Activation of Nicotinic Cholinergic Receptors Prevents Ventilator-Induced Lung Injury in Rats
Published: Monday, August 08, 2011
Author: Fabienne Brégeon et al.

by Fabienne Brégeon, Francois Xeridat, Nicolas Andreotti, Hubert Lepidi, Stéphane Delpierre, Antoine Roch, Sylvie Ravailhe, Yves Jammes, Jean-Guillaume Steinberg

Respiratory distress syndrome is responsible for 40 to 60 percent mortality. An over mortality of about 10 percent could result from additional lung injury and inflammation due to the life-support mechanical ventilation, which stretches the lung. It has been recently demonstrated, in vitro, that pharmacological activation of the alpha 7 nicotinic receptors (a7-nAChR) could down regulate intracellular mediators involved in lung cell inflammatory response to stretch. Our aim was to test in vivo the protective effect of the pharmacological activation of the a7-nAChR against ventilator-induced lung injury (VILI). Anesthetized rats were ventilated for two hours with a high stretch ventilation mode delivering a stroke volume large enough to generate 25-cmH2O airway pressure, and randomly assigned to four groups: pretreated with parenteral injection of saline or specific agonist of the a7-nAChR (PNU-282987), or submitted to bilateral vagus nerve electrostimulation while pre-treated or not with the a7-nAChR antagonist methyllycaconitine (MLA). Controls ventilated with a conventional stroke volume of 10 mL/kg gave reference data. Physiological indices (compliance of the respiratory system, lung weight, blood oxygenation, arterial blood pressure) and lung contents of inflammatory mediators (IL-6 measured by ELISA, substance P assessed using HPLC) were severely impaired after two hours of high stretch ventilation (sham group).

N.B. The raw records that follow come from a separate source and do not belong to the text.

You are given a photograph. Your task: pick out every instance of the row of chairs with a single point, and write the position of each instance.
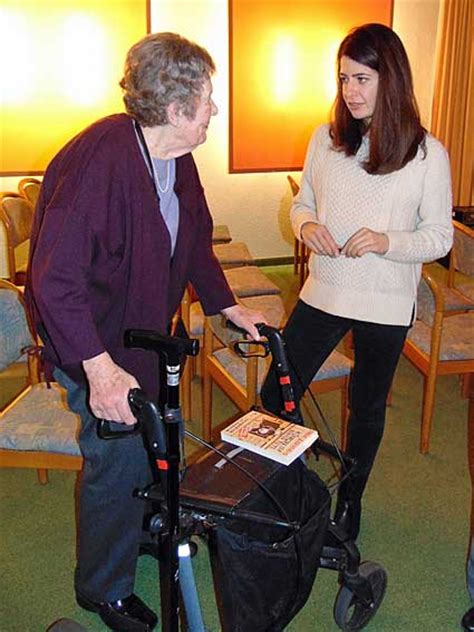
(439, 343)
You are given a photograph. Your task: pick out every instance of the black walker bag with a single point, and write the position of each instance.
(263, 574)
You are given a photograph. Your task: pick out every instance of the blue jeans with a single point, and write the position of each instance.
(310, 336)
(110, 519)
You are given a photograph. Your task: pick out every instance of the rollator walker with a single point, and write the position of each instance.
(267, 525)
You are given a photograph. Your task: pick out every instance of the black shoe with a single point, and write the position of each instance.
(347, 516)
(468, 621)
(125, 615)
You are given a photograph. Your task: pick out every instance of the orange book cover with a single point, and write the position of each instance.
(269, 436)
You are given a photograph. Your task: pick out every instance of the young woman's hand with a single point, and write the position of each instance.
(318, 239)
(364, 241)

Vagal stimulation was able to maintain the respiratory parameters close to those obtained in Controls and reduced lung inflammation except when associated to nicotinic receptor blockade (MLA), suggesting the involvement of a7-nAChR in vagally-mediated protection against VILI. Pharmacological pre-treatment with PNU-282987 strongly decreased lung injury and lung IL-6 and substance P contents, and nearly abolished the increase in plasmatic IL-6 levels. Pathological examination of the lungs confirmed the physiological differences observed between the groups. In conclusion, these data suggest that the stimulation of a7-nAChR is able to attenuate VILI in rats.